I did not use additional data augmentations but you can add them if you want to improve the model's performance.

class CLIPDataset(torch.utils.data.Dataset):
    def __init__(self, image_filenames, captions, tokenizer, transforms):
        """
        image_filenames and cpations must have the same length; so, if there are
        multiple captions for each image, the image_filenames must have repetitive
        file names
        """

        self.image_filenames = image_filenames
        self.captions = list(captions)
        self.encoded_captions = tokenizer(
            list(captions), padding=True, truncation=True, max_length=CFG.max_length
        )
        self.transforms = transforms

    def __getitem__(self, idx):
        item = {
            key: torch.tensor(values[idx])
            for key, values in self.encoded_captions.items()
        }

        image = cv2.imread(f"{CFG.image_path}/{self.image_filenames[idx]}")
        image = cv2.cvtColor(image, cv2.COLOR_BGR2RGB)
        image = self.transforms(image=image)['image']
        item['image'] = torch.tensor(image).permute(2, 0, 1).float()
        item['caption'] = self.captions[idx]

        return item


    def __len__(self):
        return len(self.captions)



def get_transforms(mode="train"):
    if mode == "train":
        return A.Compose(
            [
                A.Resize(CFG.size, CFG.size, always_apply=True),
                A.Normalize(max_pixel_value=255.0, always_apply=True),
            ]
        )
    else:
        return A.Compose(
            [
                A.Resize(CFG.size, CFG.size, always_apply=True),
                A.Normalize(max_pixel_value=255.0, always_apply=True),
            ]
        )

Image Encoder

The image encoder code is straight forward.
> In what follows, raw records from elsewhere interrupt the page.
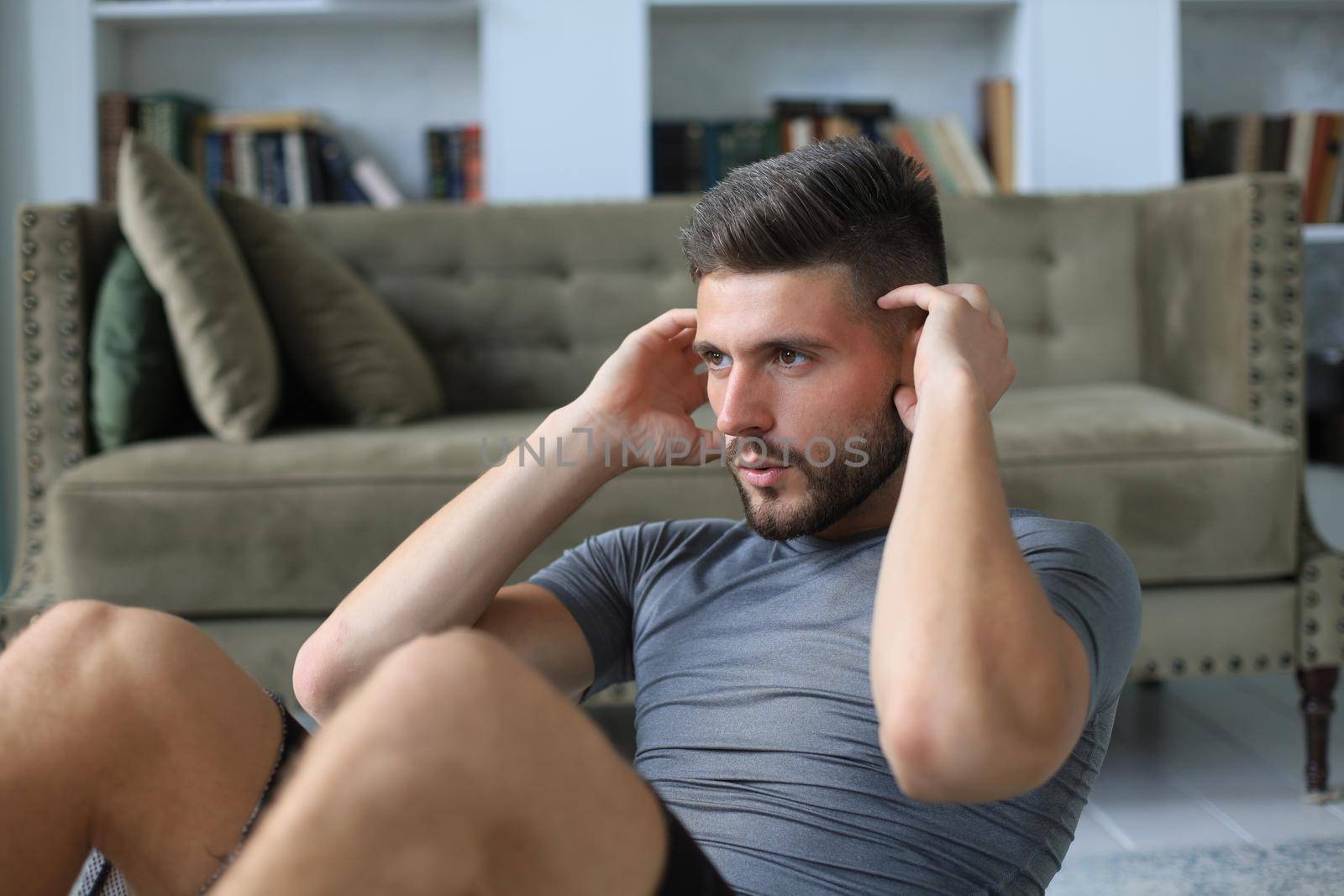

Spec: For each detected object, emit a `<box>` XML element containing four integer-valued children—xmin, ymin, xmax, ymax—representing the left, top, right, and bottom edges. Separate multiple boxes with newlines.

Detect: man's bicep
<box><xmin>528</xmin><ymin>527</ymin><xmax>640</xmax><ymax>701</ymax></box>
<box><xmin>473</xmin><ymin>582</ymin><xmax>594</xmax><ymax>703</ymax></box>
<box><xmin>1021</xmin><ymin>520</ymin><xmax>1142</xmax><ymax>719</ymax></box>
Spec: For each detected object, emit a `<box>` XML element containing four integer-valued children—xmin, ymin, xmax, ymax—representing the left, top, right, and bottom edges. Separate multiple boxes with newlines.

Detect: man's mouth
<box><xmin>738</xmin><ymin>461</ymin><xmax>789</xmax><ymax>488</ymax></box>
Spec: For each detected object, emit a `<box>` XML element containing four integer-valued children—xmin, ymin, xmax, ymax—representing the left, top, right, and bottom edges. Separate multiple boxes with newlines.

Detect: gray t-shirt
<box><xmin>529</xmin><ymin>508</ymin><xmax>1141</xmax><ymax>896</ymax></box>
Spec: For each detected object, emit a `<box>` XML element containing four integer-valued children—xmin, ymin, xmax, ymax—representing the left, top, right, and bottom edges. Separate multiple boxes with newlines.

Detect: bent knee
<box><xmin>0</xmin><ymin>599</ymin><xmax>213</xmax><ymax>703</ymax></box>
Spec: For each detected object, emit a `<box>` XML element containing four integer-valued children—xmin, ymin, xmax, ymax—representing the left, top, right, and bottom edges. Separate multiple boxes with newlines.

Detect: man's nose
<box><xmin>717</xmin><ymin>369</ymin><xmax>774</xmax><ymax>437</ymax></box>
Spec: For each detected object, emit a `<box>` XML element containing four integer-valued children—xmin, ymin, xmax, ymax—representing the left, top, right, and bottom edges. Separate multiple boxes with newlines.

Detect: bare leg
<box><xmin>213</xmin><ymin>629</ymin><xmax>667</xmax><ymax>896</ymax></box>
<box><xmin>0</xmin><ymin>600</ymin><xmax>281</xmax><ymax>896</ymax></box>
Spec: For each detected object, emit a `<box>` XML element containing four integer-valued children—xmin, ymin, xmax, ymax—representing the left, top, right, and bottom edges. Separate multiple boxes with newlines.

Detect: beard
<box><xmin>726</xmin><ymin>401</ymin><xmax>912</xmax><ymax>542</ymax></box>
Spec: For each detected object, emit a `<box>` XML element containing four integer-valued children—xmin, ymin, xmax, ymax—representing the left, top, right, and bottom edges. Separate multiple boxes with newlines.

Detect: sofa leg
<box><xmin>1297</xmin><ymin>666</ymin><xmax>1340</xmax><ymax>802</ymax></box>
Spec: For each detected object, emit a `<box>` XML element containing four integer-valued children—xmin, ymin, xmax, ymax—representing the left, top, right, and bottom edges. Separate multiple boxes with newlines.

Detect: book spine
<box><xmin>233</xmin><ymin>130</ymin><xmax>262</xmax><ymax>200</ymax></box>
<box><xmin>302</xmin><ymin>130</ymin><xmax>334</xmax><ymax>203</ymax></box>
<box><xmin>446</xmin><ymin>128</ymin><xmax>466</xmax><ymax>200</ymax></box>
<box><xmin>1315</xmin><ymin>113</ymin><xmax>1344</xmax><ymax>223</ymax></box>
<box><xmin>282</xmin><ymin>130</ymin><xmax>312</xmax><ymax>211</ymax></box>
<box><xmin>217</xmin><ymin>130</ymin><xmax>237</xmax><ymax>186</ymax></box>
<box><xmin>309</xmin><ymin>134</ymin><xmax>370</xmax><ymax>204</ymax></box>
<box><xmin>1302</xmin><ymin>112</ymin><xmax>1335</xmax><ymax>224</ymax></box>
<box><xmin>98</xmin><ymin>92</ymin><xmax>136</xmax><ymax>203</ymax></box>
<box><xmin>351</xmin><ymin>156</ymin><xmax>406</xmax><ymax>208</ymax></box>
<box><xmin>462</xmin><ymin>125</ymin><xmax>486</xmax><ymax>203</ymax></box>
<box><xmin>206</xmin><ymin>132</ymin><xmax>224</xmax><ymax>196</ymax></box>
<box><xmin>425</xmin><ymin>128</ymin><xmax>448</xmax><ymax>199</ymax></box>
I'm using PyTorch Image Models library (timm) here which makes a lot of different image models available from ResNets to EfficientNets and many more. Here we will use a ResNet50 as our image encoder. You can easily use torchvision library to use ResNets if you don't want to install a new library.

The code encodes each image to a fixed size vector with the size of the model's output channels (in case of ResNet50 the vector size will be 2048). This is the output after the nn.AdaptiveAvgPool2d() layer.

class ImageEncoder(nn.Module):
    """
    Encode images to a fixed size vector
    """

    def __init__(
        self, model_name=CFG.model_name, pretrained=CFG.pretrained, trainable=CFG.trainable
    ):
        super().__init__()
        self.model = timm.create_model(
            model_name, pretrained, num_classes=0, global_pool="avg"
        )
        for p in self.model.parameters():
            p.requires_grad = trainable

    def forward(self, x):
        return self.model(x)

Text Encoder

As I mentioned before, I'll use DistilBERT as the text encoder. Like its bigger brother BERT, two special tokens will be added to the actual input tokens: CLS and SEP which mark the start and end of a sentence. To grab the whole representation of a sentence (as the related BERT and DistilBERT papers point out) we use the final representations of the CLS token and we hope that this representation captures the overall meaning of the sentence (caption). Thinking it in this way, it is similar to what we did to images and converted them into a fixed size vector.

In the case of DistilBERT (and also BERT) the output hidden representation for each token is a vector with size 768. So, the whole caption will be encoded in the CLS token representation whose size is 768.

class TextEncoder(nn.Module):
    def __init__(self, model_name=CFG.text_encoder_model, pretrained=CFG.pretrained, trainable=CFG.trainable):
        super().__init__()
        if pretrained:
            self.model = DistilBertModel.from_pretrained(model_name)
        else:
            self.model = DistilBertModel(config=DistilBertConfig())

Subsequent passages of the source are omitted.